Similarly, the results encourage the design of interdisciplinary programs where physical therapy, psychology, and medical staff work together. This is aligned with the proposal for older adult-centered care models that integrate physical and mental health as inseparable elements of well-being.

4.2. Future Lines of Research

This study opens new lines of research. On the one hand, it is necessary to promote longitudinal studies that allow for establishing the causal relationship between physical performance and mental health, as well as analyzing the mediating role of variables such as social support and perceived self-efficacy. Furthermore, it is recommended to incorporate complementary tools such as actigraphy to objectify sleep quality and stress biomarkers, which would reinforce the conclusions.

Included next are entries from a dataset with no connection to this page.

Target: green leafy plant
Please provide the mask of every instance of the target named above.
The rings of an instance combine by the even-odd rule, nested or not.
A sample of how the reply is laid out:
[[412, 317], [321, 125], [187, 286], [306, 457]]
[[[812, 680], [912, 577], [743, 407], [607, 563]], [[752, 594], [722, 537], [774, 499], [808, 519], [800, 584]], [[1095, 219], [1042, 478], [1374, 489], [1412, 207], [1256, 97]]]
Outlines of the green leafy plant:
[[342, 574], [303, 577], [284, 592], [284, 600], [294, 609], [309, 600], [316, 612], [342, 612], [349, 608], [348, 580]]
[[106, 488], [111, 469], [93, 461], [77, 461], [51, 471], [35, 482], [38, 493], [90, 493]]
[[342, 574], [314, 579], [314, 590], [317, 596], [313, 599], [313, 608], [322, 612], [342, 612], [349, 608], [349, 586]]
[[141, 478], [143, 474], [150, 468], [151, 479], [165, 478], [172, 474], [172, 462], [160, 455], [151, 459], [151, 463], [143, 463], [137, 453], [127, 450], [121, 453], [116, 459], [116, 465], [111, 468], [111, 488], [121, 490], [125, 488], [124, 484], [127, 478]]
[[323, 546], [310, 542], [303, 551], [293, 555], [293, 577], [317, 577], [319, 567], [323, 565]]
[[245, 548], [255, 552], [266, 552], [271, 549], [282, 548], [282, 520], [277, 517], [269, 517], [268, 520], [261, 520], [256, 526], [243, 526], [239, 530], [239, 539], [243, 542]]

On the other hand, it is also important to evaluate combined interventions (exercise plus cognitive therapy or sleep management) and their impact on functional autonomy and quality of life.

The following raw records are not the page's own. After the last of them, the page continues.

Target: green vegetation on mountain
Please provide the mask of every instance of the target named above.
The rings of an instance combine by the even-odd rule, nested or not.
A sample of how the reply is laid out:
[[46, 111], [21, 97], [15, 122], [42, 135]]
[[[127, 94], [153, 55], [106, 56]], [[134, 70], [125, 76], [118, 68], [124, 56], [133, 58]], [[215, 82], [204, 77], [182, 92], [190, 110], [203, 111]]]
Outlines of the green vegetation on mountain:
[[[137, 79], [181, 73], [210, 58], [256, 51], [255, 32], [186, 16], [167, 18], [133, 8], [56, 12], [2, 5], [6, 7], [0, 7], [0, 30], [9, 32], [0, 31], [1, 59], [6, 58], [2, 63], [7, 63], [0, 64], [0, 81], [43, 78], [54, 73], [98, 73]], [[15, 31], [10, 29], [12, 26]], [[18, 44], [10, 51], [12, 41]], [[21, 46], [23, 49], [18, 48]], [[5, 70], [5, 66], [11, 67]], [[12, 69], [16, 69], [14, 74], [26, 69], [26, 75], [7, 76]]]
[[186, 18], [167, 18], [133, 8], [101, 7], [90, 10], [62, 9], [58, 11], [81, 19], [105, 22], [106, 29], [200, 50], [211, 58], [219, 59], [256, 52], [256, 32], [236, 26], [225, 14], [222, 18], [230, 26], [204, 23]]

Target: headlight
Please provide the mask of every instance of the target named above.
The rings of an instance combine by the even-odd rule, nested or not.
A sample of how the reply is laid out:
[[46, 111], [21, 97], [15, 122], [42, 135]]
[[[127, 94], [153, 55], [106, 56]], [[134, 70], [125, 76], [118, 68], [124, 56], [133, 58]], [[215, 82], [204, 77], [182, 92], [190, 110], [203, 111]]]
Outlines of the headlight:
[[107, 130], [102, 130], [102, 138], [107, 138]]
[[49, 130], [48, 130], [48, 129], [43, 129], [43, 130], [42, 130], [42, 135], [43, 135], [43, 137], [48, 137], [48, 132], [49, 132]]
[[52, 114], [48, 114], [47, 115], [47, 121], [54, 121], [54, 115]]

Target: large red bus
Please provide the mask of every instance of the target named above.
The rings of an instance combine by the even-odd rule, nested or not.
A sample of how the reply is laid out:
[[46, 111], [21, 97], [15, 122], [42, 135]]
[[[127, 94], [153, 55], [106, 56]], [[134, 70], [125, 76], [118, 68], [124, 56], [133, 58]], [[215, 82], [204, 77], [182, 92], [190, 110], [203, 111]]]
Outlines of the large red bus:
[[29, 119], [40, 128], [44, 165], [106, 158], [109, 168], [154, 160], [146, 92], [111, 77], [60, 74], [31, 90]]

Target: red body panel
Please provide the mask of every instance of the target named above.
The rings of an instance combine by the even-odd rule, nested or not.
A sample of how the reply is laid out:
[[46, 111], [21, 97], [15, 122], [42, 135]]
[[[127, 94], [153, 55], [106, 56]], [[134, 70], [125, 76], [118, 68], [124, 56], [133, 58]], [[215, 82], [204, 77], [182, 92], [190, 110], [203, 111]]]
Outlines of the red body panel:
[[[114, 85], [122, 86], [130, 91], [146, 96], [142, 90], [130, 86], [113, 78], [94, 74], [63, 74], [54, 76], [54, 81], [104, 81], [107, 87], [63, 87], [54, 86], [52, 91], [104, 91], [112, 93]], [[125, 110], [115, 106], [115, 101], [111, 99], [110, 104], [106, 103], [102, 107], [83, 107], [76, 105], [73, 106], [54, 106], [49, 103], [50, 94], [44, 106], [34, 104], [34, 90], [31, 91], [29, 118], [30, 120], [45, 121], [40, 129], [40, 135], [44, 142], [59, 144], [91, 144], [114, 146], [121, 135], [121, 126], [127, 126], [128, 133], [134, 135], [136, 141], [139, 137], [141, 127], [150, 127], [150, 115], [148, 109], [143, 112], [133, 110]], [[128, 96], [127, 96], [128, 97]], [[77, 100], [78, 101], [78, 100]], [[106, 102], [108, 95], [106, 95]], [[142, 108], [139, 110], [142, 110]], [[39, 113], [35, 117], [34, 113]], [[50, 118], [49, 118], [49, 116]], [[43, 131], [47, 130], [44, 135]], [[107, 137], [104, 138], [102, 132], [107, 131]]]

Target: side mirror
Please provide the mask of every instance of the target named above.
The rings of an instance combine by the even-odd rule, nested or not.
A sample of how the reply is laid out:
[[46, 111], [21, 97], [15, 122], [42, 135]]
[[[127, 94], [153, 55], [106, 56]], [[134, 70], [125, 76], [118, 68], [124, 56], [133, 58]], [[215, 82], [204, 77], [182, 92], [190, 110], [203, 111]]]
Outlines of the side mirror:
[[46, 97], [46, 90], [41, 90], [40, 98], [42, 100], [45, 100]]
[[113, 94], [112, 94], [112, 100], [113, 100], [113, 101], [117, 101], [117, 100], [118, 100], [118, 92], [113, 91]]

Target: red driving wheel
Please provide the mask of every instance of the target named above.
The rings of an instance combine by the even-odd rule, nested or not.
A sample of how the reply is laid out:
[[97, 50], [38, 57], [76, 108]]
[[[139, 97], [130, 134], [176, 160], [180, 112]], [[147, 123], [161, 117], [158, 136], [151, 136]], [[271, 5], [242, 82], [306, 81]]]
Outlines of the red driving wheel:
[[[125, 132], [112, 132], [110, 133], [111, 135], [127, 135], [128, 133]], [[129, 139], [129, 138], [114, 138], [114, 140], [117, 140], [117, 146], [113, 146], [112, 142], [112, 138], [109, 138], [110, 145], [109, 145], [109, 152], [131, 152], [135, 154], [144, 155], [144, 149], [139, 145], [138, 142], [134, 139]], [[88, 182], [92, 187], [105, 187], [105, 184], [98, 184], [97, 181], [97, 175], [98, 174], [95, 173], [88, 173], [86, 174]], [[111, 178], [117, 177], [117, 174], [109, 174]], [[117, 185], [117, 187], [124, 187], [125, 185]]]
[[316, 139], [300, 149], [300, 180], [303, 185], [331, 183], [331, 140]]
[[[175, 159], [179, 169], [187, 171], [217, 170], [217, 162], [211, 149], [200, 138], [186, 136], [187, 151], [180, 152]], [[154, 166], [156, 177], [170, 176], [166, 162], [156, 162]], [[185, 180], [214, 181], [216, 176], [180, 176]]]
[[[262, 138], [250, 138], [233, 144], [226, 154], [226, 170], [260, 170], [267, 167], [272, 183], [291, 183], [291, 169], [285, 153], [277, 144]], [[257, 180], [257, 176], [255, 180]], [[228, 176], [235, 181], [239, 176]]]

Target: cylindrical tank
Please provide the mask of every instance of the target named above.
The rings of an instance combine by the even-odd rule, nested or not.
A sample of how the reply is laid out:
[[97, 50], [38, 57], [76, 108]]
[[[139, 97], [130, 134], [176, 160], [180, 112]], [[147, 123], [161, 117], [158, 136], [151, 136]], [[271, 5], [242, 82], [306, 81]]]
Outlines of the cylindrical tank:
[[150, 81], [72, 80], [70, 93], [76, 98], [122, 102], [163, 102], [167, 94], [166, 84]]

Finally, it is also important to replicate this study in other geographical contexts and include non-institutionalized older adults, which would allow us to verify whether the residential environment modulates the identified associations.

4.3. Limitations

This research study had some limitations. On the one hand, the cross-sectional design prevents causal inference, so we can only discuss how variables were related without knowing their case mix. On the other hand, household convenience sampling can limit external validity and introduce selection bias. Similarly, allowing participants with moderate cognitive impairment and relying on self-administered scales (HADS, PSQI, PSS-10) can lead to measurement errors, despite their standardized administration. Furthermore, residual confounding is possible (particularly due to polypharmacy, multimorbidity burden, cognitive status strata above the exclusion threshold, and facility-level activity programming) as well as sedative/antidepressant use, functional dependence (ADL/IADL), and BMI, factors not fully reflected in our primary models. Because the participants in this study were institutionalized older adults, errors in interpreting the questionnaire questions are possible, as this population group is more likely to have attention, comprehension, and insight problems. Although this risk was mitigated by technical aids (such as reading the questionnaires aloud and using hearing aids or glasses, specific to each participant), it is not possible to eliminate this bias. Finally, environmental factors in institutions (such as staff, residents’ routines, and/or lighting and noise) may also be influential, as they influence both sleep and mobility, but were not measured.

5. Conclusions

This study provides evidence of an association between physical performance and mental-health constructs in institutionalized older adults. In a single multivariable model adjusted for age and sex, depression and sleep quality retained independent associations with physical performance assessed using the SPPB, whereas the bivariate relationships with anxiety and perceived stress attenuated and did not reach statistical significance. Age showed a consistent inverse association with physical performance across analyses. These findings were robust to alternative specifications—results were unchanged with robust (Huber–White) standard errors and were directionally preserved after excluding influential observations; treating SPPB as an ordinal outcome yielded consistent directions of effect.

Taken together, the results reinforce physical performance as a meaningful, integrative indicator of well-being in residential care and support interdisciplinary interventions that combine exercise with targeted management of depression and sleep problems, while monitoring anxiety and stress. Given the cross-sectional design, causal inference is precluded; however, the patterns observed provide a sound basis for prospective cohorts and multicomponent trials to clarify directionality, explore mechanisms, and refine prevention and treatment strategies in institutionalized older adults.